More security, less formality: What to expect when the Pope visits Iqaluit
Stopover scheduled to last a few hours late Friday afternoon
When Pope Francis visits Iqaluit on Friday, people will likely see him surrounded by a team of staff and security.
They might also see him wave to the crowd with his index and middle fingers raised, his other fingers cupped into a slight fist.
That wave is the traditional Catholic gesture of benediction, used to bless people, according to Emma Anderson, a University of Ottawa religious studies professor.
But, she added, people shouldn’t expect a lot of formalities or gestures like that when Francis comes to town.
“He’s much less formal than other popes we’ve seen in the past,” Anderson said.
The level of security for the Pope’s visit will be similar to when the prime minister or any other world leader travels abroad.
That includes police dogs and security checks for people who get close to him, including the 75 members of international media who travel on his plane.
“It’s complex, it’s massive. It’s a kind of moving show,” Anderson said.
“Just like the visit of any other world leader.”
Pope Francis doesn’t expect people to greet him with formalities or address him as “Holy Father,” the typical way a pope would be greeted.
“He seems to relish informality. This Pope doesn’t stand on ceremony,” Anderson said.
Francis arrived in Canada on July 24 aboard an ITA Airways A330 Airbus, a state-owned plane from Italy. To get around on the ground, he is driven in a white Fiat 500X, a subcompact car.
There are about 155 people who travel on the Pope’s plane, including the 75 reporters and 35 others who comprise the Pope’s staff, including medical and security personnel.
A hydraulic lift at the back of the aircraft is used to help Francis leave the plane, according to the Canadian Conference of Catholic Bishops. The 85-year-old has mobility issues and will use a wheelchair throughout his visit to Canada.
“It makes you wonder if this [trip] even would have been possible if he’d waited a couple months,” Anderson said.
Preparations are underway for his visit to Iqaluit, which is scheduled for a few hours in the late afternoon Friday at Nakasuk Elementary School.
He will meet privately inside with Indigenous survivors of Canada’s residential school system at about 4:15 p.m., before holding a public event outside the school. That event is expected to start at 5 p.m.

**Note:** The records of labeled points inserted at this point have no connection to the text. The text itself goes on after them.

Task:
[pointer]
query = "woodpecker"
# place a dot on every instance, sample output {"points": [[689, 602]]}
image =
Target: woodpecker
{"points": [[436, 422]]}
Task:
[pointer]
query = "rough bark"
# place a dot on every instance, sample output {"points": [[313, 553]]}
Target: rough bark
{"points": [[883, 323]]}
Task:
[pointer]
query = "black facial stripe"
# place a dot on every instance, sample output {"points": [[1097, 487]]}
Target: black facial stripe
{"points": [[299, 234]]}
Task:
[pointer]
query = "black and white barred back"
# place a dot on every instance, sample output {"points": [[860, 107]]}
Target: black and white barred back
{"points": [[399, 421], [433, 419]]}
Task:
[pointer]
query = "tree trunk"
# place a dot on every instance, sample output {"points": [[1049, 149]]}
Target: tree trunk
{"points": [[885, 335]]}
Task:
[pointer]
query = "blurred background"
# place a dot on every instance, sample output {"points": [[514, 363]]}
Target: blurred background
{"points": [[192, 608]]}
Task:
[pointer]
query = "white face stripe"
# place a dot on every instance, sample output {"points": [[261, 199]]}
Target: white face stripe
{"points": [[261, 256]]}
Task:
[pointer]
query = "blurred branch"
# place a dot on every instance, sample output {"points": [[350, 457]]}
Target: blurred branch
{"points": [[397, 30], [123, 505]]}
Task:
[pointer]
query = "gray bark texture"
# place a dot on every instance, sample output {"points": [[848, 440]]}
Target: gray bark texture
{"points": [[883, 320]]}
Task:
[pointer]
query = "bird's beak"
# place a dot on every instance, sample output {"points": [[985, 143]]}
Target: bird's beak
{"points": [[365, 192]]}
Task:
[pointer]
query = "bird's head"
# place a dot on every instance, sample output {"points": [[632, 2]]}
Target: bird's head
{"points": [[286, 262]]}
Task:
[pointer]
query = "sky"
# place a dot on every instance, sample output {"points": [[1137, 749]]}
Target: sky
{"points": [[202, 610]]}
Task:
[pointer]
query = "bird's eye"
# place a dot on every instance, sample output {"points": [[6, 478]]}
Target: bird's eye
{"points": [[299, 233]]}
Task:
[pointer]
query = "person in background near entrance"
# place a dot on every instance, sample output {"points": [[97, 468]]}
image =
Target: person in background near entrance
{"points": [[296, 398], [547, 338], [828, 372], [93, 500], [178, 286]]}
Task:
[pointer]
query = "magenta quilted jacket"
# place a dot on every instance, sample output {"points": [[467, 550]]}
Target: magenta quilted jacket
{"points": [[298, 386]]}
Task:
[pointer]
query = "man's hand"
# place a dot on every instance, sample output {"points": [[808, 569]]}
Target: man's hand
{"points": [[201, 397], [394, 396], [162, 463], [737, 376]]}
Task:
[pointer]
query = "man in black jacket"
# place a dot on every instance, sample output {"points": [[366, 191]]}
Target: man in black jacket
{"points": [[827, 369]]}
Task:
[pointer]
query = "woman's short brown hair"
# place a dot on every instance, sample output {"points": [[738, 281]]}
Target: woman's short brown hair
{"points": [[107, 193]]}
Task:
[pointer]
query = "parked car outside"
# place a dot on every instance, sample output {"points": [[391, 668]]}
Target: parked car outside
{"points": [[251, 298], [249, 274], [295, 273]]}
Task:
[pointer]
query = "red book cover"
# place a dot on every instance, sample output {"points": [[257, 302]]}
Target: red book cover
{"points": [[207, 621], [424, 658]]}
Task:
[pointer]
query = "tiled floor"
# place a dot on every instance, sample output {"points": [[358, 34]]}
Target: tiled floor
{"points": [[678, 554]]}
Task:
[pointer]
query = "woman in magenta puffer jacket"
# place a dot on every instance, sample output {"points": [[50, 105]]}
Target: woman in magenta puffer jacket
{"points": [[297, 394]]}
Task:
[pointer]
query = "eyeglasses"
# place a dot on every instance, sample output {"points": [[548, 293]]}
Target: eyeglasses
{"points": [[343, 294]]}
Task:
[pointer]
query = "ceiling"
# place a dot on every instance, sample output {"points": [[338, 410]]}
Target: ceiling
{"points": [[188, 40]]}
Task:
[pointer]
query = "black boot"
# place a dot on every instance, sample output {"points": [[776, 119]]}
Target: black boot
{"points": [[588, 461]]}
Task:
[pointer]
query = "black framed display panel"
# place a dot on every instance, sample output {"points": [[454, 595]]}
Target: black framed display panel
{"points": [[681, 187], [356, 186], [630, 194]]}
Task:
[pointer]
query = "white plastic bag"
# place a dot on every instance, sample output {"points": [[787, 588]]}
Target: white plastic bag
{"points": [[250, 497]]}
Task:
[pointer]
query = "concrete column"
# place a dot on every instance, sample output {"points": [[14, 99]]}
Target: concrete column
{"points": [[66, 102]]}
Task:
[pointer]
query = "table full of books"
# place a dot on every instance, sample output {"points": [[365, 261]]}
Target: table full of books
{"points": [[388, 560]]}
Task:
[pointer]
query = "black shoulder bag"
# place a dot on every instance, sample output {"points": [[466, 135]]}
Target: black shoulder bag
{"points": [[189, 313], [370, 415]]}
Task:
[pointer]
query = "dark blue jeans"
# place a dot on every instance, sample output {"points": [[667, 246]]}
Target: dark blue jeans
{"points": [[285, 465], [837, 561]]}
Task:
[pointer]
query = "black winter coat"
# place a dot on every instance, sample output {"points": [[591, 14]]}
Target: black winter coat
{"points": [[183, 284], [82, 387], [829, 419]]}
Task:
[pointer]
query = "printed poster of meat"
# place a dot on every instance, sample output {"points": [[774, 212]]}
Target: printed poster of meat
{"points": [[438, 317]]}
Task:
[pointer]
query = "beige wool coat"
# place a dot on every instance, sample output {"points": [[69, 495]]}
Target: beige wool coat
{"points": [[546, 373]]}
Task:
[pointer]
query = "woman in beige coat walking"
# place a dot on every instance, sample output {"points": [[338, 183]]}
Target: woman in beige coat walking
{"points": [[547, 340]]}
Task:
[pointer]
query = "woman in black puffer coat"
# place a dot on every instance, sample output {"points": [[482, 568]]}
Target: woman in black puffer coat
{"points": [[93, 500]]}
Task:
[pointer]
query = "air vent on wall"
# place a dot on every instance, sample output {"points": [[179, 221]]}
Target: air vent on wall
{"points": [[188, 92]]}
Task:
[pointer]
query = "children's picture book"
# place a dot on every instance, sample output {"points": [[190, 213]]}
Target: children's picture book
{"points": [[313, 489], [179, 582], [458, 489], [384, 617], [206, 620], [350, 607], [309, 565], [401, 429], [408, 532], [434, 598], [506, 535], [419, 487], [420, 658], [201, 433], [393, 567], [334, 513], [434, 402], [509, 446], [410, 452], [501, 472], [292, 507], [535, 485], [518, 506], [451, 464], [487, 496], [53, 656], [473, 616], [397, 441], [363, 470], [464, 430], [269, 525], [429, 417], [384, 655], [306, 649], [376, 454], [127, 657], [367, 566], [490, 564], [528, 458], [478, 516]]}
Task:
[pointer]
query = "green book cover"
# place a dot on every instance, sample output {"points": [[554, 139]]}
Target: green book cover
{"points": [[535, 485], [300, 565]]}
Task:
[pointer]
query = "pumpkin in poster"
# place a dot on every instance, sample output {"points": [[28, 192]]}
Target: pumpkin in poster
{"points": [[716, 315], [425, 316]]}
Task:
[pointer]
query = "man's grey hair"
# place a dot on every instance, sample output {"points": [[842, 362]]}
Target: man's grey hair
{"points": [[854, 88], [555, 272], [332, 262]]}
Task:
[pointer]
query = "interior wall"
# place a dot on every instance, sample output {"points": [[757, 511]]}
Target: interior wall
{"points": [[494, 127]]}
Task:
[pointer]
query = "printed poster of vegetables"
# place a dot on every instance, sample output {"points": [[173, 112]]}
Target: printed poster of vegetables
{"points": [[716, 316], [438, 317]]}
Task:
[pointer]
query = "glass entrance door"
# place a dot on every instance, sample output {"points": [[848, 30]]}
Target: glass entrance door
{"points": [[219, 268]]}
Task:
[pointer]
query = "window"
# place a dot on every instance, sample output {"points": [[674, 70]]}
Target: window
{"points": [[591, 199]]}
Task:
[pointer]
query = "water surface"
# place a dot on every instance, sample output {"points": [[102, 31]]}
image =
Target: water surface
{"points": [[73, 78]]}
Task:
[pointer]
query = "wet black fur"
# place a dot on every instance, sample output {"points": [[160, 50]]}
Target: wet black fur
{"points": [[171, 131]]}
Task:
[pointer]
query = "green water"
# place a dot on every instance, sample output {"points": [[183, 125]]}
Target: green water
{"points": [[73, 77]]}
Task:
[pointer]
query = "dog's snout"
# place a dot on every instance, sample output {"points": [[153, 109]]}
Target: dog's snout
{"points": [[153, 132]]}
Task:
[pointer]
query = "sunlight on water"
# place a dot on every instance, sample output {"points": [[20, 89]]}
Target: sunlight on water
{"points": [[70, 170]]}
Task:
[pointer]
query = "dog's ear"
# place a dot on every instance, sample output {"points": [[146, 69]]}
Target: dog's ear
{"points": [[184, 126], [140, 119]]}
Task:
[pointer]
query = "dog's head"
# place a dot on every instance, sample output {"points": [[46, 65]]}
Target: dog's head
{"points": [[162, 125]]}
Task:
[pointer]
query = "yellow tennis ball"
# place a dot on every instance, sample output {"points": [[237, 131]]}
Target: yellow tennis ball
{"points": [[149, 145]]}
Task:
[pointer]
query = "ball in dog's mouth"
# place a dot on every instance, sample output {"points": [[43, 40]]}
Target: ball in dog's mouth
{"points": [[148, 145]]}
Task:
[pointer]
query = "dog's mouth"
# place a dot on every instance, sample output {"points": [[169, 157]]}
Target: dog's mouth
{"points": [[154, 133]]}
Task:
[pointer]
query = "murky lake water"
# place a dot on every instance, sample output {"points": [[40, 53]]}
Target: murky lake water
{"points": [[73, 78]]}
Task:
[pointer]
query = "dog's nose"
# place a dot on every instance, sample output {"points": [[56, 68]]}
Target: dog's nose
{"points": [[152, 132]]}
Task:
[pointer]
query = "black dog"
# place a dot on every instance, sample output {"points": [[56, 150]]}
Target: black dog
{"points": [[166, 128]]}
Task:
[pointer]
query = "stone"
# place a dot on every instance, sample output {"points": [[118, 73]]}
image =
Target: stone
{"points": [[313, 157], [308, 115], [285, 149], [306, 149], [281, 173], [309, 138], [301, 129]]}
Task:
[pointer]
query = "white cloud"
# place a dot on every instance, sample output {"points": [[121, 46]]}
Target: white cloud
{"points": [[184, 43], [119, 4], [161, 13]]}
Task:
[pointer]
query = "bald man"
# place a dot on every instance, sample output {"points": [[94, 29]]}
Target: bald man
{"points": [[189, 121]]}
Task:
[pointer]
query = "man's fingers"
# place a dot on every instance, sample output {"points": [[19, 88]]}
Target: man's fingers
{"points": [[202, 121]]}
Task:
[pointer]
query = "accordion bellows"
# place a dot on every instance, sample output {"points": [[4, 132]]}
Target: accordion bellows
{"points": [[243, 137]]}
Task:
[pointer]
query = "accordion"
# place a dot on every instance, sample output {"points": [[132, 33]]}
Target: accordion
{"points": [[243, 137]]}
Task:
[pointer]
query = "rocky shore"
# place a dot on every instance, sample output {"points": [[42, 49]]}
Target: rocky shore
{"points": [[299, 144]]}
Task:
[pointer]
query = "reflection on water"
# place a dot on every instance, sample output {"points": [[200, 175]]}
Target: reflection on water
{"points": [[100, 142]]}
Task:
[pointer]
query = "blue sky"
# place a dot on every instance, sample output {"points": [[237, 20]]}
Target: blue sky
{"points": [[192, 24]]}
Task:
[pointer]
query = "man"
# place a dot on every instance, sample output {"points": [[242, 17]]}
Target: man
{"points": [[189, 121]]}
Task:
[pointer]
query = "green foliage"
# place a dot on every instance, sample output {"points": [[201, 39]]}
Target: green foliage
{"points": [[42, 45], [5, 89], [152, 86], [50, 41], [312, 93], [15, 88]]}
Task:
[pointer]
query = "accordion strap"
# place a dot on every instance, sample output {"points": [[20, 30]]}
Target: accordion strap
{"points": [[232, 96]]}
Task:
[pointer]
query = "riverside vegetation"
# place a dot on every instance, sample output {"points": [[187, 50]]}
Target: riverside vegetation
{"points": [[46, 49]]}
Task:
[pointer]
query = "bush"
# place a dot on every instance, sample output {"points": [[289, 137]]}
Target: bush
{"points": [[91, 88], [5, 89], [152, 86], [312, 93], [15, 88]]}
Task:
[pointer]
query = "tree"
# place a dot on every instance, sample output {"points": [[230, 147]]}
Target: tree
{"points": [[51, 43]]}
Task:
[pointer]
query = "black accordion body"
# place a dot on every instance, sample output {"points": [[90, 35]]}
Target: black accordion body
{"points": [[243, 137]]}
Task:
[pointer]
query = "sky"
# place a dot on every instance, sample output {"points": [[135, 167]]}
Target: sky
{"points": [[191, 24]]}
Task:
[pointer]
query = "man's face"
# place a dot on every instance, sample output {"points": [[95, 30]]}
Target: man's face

A ramp at one of the school’s entrances was being built Monday morning to accommodate the Pope.
The City of Iqaluit has also said Queen Elizabeth Way, between Sinaa Street and Mattaaq Crescent, will be closed to all vehicle traffic from 2 p.m. to 7 p.m. on Friday and people should expect further road closures and traffic interruptions.
The Pope apologized Monday to an audience of Indigenous people in Alberta on behalf of many members of the Roman Catholic Church for the “catastrophic” effects of Canada’s residential school system.
He made those comments at a ceremony on the former site of Ermineskin Residential School in Maskwacis, Alta., the second day of a Canadian visit.
He will stop in Quebec City before he ends his trip with his visit to Iqaluit on Friday.